I'm not sure if anyone has given a more definite 'updated' answer to the original question. At this point (August 2020) the answer is "Yes!". You definitely can run RAPIDS in WSL2 on Windows 10 subject to a few conditions:

Requirements

  • You must use RAPIDS in the Windows Subsystem for Linux version 2 (WSL2);

  • Windows 10 Version 2004 (OS Build 202001.1000 or later) You have to sign up to get Windows Insider Preview versions, specifically the Developer Channel. This is required for the WSL2 VM to have GPU access. https://insider.windows.com/en-us/

  • CUDA version 455.41 in CUDA SDK v11.1 You must be using a special version of the NVIDA CUDA drivers (I'm using ) that you must get by a special download from NVIDIA's site. You must join the NVIDIA Developer Program to get access to the version -- then search for 'WSL2 CUDA Driver' and it should lead you to it.

Setup

  1. Install the developer preview version of windows. Make sure to click the check box in 'update' that installs other recommended updates too.
  2. Install the windows CUDA driver from the NVIDIA Developer Program
  3. Enable WSL 2 by enabling the "Virtual Machine Platform" optional feature. You can find more steps here https://docs.microsoft.com/en-us/windows/wsl/install-win10
  4. Install WSL from the Windows Store (Ubuntu-20.04 confirmed working)
  5. Install python on the WSL VM, tested with Anaconda
  6. Install Rapids AI (It's best to install this right now before you have hundreds of other packages for 'conda' to try to self-consistently reconcile with the rapids dependency graphs -- you can always install additional python packages via pip or conda later.)

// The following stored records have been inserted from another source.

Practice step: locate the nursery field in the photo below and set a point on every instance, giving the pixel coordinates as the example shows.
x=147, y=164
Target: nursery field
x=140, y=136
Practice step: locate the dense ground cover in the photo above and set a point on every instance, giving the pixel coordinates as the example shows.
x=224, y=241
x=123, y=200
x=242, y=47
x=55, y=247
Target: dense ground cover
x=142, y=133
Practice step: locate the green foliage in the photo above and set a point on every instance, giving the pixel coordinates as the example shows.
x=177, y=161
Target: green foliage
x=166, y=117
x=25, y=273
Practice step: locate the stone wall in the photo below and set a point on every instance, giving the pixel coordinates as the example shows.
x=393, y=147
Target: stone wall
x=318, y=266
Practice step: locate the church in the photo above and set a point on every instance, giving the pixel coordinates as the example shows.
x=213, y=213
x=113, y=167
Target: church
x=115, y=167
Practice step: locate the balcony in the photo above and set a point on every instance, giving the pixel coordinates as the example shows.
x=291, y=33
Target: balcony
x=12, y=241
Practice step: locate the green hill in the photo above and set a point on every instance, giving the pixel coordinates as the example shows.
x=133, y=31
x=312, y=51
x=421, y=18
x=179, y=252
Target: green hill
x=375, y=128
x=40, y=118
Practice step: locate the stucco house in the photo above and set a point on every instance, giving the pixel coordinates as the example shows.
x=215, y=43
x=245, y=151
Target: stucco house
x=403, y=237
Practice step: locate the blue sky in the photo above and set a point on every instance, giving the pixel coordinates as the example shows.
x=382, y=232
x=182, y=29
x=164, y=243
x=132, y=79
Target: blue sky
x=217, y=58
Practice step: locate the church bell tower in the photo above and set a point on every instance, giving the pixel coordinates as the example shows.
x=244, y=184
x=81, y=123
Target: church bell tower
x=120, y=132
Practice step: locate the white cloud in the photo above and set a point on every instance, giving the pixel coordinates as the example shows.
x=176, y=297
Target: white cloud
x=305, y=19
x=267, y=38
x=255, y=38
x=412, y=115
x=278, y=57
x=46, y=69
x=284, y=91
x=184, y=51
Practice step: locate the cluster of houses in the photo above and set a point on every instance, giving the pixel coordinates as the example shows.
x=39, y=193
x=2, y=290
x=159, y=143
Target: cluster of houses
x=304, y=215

After doing this, if you launch ipython...

Python 3.8.3 (default, May 19 2020, 18:47:26)
Type 'copyright', 'credits' or 'license' for more information
IPython 7.17.0 -- An enhanced Interactive Python. Type '?' for help.

>>> import cuml
>>> cuml.__version__
'0.15.0'

>>> import cudf
>>> cudf.__version__
'0.15.0'

>>> import dask_cudf
>>> dask_cudf.__version__
'0.15.0'

>>> import cupy
>>> cupy.__version__
'7.8.0'

...and you're good to go with RAPIDS AI.


Update 9/6/20: The answer written by Wesley is accurate with the latest Windows Insider Preview with WSL2. Rather than revising this answer, I've just made the edits to his. https://stackoverflow.com/a/59364773/6779504


No. As it exists now, RAPIDS requires a Linux host. This came up in a recent workshop by NVIDIA. It was also mentioned that RAPIDS won't work with WSL. It may work with WSL version 2, but I haven't tried it nor am aware of someone that as.

The only option would if you could assign a GPU to a Linux VM on the Windows host. This possible but sufficiently complex that dual-booting is a better solution.